1. Falcone A, et al. Biweekly chemotherapy with oxaliplatin, irinotecan, infusional Fluorouracil, and leucovorin: a pilot study in patients with metastatic colorectal cancer. J Clin Oncol. 2002;20(19):4006-4014.
2. Souglakos J, et al. Triplet combination with irinotecan plus oxaliplatin plus continuous-infusion fluorouracil and leucovorin as first-line treatment in metastatic colorectal cancer: a multicenter phase II trial. J Clin Oncol. 2002;20(11):2651-2657.
3. Walko CM, Lindley C. Capecitabine: a review. Clin Ther. 2005;27(1):23-44.
4. Cassidy J, et al. XELOX (capecitabine plus oxaliplatin): active first-line therapy for patients with metastatic colorectal cancer. J Clin Oncol. 2004;22(11):2084-91.

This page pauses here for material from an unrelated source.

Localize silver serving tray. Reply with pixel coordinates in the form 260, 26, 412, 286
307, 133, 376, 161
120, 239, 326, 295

5. Koopman M, et al. Randomised study of sequential versus combination chemotherapy with capecitabine, irinotecan and oxaliplatin in advanced colorectal cancer, an interim safety analysis. A Dutch Colorectal Cancer Group (DCCG) phase III study. Ann Oncol. 2006;17(10):1523-1528.
6. Rea DW, et al. A phase I/II and pharmacokinetic study of irinotecan in combination with capecitabine as first-line therapy for advanced colorectal cancer. Ann Oncol. 2005;16(7):1123-1132.
7. Souglakos J, et al. FOLFOXIRI (folinic acid, 5-fluorouracil, oxaliplatin and irinotecan) vs FOLFIRI (folinic acid, 5-fluorouracil and irinotecan) as first-line treatment in metastatic colorectal cancer (MCC): a multicentre randomised phase III trial from the Hellenic Oncology Research Group (HORG). Br J Cancer. 2006;94(6):798-805.